Women at the FT are said to be furious after discovering they are paid on average 13 per cent less than their male colleagues.
The newspaper’s union called a meeting this week after deciding the issue was being brushed under the carpet by senior management, according to Sky News.
“The gender pay gap in FT editorial is nearly 13 per cent - the biggest shortfall in a decade - and the company's 'ambition' to reach equality by 2022 is worse than the BBC's present target of 2020,” said Steve Bird, father of the FT's National Union of Journalists chapel, in an email to 600 staff at the organisation.
“Working for a private company where even the salaries of the editor and CEO are not disclosed does not inspire confidence in the FT's commitment to transparency.
"And recent corporate statements seem more concerned about the commercial implications of gender bias than bringing women's salaries into line with those of male counterparts.
"After a recent leader in the FT stated: 'Women are right to be angry at the pay gap', it's time for the Financial Times to put its money where its mouth is.”
Senior women at the BBC wrote an open letter to protest at gender inequality at the corporation after it was forced to reveal that two-thirds of its highest earners were men.
Tony Hal, the BBC's Director General, has pledged to have parity of pay by 2020, although several of the corporation's well-known female presenters and journalists are currently renegotiating their contracts following the revelations.
The FT’s internal audit showed that 70 male members of staff earned more than £80,000, while just 20 women were paid more than that sum.
The FT said in a statement to Sky: “We take the matter of gender pay seriously and welcome the Government's move to make all large UK companies report on the issue.
”We have a 50/50 female-male split among our workforce and there are more women in senior roles across the newsroom and commercial teams than ever before.

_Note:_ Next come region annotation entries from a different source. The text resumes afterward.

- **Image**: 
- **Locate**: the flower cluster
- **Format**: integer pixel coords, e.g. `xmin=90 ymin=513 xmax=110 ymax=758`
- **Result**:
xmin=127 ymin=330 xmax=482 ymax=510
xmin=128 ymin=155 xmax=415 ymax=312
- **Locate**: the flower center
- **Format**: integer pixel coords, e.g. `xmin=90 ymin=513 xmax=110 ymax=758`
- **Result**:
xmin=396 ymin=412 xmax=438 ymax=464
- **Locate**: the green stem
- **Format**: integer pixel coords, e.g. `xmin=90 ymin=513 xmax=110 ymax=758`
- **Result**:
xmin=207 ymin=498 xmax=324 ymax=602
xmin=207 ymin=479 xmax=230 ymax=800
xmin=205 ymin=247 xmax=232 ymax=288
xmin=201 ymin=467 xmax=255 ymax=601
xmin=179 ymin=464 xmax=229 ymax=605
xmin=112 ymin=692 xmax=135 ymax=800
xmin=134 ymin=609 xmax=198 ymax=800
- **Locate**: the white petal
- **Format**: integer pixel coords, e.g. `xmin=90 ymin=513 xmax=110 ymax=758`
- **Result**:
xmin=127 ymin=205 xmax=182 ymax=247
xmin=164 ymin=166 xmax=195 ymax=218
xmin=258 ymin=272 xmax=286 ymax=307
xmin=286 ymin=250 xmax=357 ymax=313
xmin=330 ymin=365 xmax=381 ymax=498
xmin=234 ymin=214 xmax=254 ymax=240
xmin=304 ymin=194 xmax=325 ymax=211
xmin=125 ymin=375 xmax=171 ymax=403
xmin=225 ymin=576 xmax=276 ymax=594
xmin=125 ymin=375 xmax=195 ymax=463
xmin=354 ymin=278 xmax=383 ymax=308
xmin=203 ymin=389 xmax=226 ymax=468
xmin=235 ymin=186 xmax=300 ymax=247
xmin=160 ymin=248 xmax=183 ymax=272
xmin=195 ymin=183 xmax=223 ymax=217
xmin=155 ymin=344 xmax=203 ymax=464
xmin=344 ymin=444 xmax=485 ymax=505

We have a long list of active initiatives in place to further that progress.
“We will be reporting on pay in due course, in line with the UK government timetable. From benchmarking we have seen we compare favourably to the industry.”
Women in various different media organisations are expressing their discontent at the gender pay gap which exists in most newsrooms.
One told the Independent: “It’s bitterly ironic that we write so many stories on gender equality and sexism while being paid less than our male colleagues – even when we have the same or a very similar level of experience and competence.
“It’s high time something was done about it, because our bosses – who are mostly men – have been getting away with it for far too long."
The reporter added: “It’s good to hear union action is on the cards at the FT and that the men there are being supportive of their female colleagues because that’s the only way to move forward, with the men recognising that this is unacceptable and standing with us.”
The FT’s union was expected to put out a statement on further action in the coming week.